Sure, you’ve learned a lot of lessons from your last project. You’ll actually define an application statement before you write a single line of code. This time you’ll actually design the whole interface up front. MVC finally makes sense, now that you’ve completely screwed it up once. You’ll be thinking about usability from the get go this time. No off the cuff crap like last time.

Actually Make An Application Definition Statement

Apple has a nice writeup on what an application definition statement is, go read it if you don’t already know. The reason apple has the writeup is because they coined the phrase. If you’ve watched any of their developer videos from WWDC then you’ll be familiar with how much they evangelize good development practices. I particularly like this one, if you keep coming back and looking at it throughout the application’s development it will help to focus you. It’s also nice to refer to when a friend asks what you’re working on. You’ve got a concise description of your application devoid of technical jargon.

Design Doesn’t Come Last

If you’ve got a CS degree or just suck at drawing then your first instinct when starting a new project is to open an IDE. That’s a really great way to end up with a completely useless piece of junk that barely solves your problem. If you want to actually sell your project then you’re going to want to spend some (preferably the majority) time up front mocking up your entire application. I learned this the hard way when I made No Dice, I only did pencil mockups and never actually made a complete mockup using some sort of design software (Photoshop, Keynote, Omnigraffle, the list goes on).

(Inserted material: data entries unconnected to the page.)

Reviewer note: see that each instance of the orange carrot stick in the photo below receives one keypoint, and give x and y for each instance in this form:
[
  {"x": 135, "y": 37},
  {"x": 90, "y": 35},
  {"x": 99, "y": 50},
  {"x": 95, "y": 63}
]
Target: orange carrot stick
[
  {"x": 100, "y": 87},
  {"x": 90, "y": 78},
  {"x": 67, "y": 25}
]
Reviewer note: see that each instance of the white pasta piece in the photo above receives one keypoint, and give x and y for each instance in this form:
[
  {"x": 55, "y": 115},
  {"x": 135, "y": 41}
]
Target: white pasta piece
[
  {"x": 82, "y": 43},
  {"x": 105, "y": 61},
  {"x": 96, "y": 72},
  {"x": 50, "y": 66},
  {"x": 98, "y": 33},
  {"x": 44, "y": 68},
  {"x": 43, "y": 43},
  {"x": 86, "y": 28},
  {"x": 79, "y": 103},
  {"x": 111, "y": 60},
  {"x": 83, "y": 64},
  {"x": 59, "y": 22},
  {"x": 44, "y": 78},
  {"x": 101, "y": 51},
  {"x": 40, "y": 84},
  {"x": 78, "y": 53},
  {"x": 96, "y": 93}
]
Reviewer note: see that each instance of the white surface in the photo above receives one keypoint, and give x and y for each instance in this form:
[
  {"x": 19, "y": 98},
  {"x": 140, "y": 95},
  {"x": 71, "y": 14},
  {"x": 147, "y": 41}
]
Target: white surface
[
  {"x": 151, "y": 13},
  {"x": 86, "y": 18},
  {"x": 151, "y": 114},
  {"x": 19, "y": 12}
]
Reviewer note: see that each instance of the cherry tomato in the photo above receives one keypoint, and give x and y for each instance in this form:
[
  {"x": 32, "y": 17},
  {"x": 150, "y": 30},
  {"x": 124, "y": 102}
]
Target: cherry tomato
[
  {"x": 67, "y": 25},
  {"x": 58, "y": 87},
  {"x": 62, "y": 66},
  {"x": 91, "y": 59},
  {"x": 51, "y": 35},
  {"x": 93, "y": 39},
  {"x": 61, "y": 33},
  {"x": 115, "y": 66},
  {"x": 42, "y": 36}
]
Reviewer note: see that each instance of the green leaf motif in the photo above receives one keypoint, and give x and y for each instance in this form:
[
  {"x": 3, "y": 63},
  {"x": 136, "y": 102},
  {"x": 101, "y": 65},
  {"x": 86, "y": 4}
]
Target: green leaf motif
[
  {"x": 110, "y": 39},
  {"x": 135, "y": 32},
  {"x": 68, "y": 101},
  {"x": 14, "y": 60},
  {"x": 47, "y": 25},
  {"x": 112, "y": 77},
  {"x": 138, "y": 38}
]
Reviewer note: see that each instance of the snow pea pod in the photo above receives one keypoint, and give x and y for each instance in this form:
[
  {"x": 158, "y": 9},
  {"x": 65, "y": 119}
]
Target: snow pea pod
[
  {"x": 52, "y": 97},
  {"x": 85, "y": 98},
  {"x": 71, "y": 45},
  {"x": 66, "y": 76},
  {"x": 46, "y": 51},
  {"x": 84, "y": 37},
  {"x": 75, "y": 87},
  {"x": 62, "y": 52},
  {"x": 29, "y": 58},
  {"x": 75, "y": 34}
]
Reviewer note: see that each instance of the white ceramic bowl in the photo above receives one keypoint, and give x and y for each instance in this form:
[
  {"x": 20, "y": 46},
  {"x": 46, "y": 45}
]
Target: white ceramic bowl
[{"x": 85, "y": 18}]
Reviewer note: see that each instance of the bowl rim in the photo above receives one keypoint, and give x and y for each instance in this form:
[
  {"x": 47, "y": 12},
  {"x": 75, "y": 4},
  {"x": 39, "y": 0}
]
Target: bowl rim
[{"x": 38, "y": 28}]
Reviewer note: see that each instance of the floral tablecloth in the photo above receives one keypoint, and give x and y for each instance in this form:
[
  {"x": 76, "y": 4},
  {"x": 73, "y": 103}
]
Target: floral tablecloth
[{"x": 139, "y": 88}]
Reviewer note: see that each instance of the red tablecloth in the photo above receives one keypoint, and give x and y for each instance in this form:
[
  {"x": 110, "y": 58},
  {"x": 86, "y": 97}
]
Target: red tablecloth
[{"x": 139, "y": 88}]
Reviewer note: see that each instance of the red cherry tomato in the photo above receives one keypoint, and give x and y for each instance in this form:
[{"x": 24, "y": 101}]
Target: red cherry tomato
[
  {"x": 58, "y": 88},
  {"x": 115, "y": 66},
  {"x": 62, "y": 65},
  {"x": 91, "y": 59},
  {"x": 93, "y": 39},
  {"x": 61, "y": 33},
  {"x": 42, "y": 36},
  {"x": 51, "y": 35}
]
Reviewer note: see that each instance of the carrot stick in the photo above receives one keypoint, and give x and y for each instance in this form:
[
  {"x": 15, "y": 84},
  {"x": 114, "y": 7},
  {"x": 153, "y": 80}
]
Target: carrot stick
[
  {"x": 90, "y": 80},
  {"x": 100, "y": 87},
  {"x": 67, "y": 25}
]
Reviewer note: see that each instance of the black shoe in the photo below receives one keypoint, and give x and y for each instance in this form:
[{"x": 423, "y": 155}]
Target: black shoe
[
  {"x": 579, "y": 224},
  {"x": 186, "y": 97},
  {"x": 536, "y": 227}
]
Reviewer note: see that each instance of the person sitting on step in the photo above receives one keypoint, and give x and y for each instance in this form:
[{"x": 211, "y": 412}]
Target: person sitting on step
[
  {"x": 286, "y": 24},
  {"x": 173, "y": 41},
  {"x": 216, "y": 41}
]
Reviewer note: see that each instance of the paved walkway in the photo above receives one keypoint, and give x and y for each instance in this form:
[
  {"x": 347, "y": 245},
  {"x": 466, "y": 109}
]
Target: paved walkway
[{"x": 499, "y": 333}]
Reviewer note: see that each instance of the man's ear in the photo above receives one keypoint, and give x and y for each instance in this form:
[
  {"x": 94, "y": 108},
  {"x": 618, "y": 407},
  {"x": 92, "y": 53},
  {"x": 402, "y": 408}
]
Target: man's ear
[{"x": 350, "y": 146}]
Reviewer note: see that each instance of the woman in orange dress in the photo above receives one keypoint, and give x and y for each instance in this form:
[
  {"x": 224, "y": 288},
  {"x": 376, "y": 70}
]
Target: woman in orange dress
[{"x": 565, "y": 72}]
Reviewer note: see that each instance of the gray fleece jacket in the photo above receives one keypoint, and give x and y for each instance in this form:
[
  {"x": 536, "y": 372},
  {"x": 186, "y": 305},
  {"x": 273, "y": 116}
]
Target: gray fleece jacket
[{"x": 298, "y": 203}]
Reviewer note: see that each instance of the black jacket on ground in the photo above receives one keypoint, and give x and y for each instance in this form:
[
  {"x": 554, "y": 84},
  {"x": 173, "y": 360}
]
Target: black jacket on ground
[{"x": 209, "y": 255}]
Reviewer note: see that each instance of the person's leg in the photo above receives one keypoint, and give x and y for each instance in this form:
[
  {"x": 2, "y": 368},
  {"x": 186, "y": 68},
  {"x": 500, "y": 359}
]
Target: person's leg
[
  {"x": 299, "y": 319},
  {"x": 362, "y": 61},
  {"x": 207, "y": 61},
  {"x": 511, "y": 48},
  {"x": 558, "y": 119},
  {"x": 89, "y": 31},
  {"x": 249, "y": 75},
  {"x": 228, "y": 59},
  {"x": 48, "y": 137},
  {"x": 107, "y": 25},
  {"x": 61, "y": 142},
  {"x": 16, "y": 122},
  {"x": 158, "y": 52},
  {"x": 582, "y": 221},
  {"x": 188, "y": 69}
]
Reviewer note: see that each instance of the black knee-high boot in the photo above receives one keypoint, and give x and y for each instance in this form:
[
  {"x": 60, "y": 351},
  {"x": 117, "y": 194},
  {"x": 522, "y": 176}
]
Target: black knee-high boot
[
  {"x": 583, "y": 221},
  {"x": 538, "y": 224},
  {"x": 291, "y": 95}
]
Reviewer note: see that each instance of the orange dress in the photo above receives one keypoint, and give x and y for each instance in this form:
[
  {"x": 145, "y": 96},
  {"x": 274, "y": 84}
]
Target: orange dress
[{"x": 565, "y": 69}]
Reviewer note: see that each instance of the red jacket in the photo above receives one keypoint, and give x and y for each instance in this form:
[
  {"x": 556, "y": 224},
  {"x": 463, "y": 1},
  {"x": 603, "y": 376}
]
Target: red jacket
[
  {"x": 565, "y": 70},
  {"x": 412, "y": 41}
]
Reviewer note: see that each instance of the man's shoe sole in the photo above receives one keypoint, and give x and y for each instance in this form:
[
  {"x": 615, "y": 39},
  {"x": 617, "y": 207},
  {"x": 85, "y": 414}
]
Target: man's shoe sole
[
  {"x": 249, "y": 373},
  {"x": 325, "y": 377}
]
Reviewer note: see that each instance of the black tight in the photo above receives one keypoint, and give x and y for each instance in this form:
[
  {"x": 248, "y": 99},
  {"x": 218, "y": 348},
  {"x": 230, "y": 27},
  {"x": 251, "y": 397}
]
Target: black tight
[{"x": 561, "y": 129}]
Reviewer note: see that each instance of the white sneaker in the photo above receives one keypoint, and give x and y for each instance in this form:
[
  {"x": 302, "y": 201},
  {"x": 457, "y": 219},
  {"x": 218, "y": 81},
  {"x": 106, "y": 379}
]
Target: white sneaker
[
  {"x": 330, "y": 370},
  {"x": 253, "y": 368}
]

The reason a complete upfront design is necessary is because once you’re actually writing code it becomes difficult to do any meaningful interface design. You’re much more likely to [UIColor whiteColor] some backgrounds instead of actually making some nice textures. When the coding part of the brain takes over it wants to complete the prototype and make something work. If you don’t already have the graphic elements ready it’s nearly impossible to keep the design pretty and usable.

Model-View-Controller

For the longest time I couldn’t wrap my head around this concept. It took completely coupling data with a view and then needing to save the data to a file to finally realize how important it is. One of the best places to look for good MVC design on the iPhone is Apple’s own code examples, notably The Elements. This periodic table app shows many cases where MVC design can be employed to speed up the application and reduce code bloat.

Your Resolutions

What resolutions have you made after completing your last project? I’d love to hear them because I’m surely forgetting lots of them.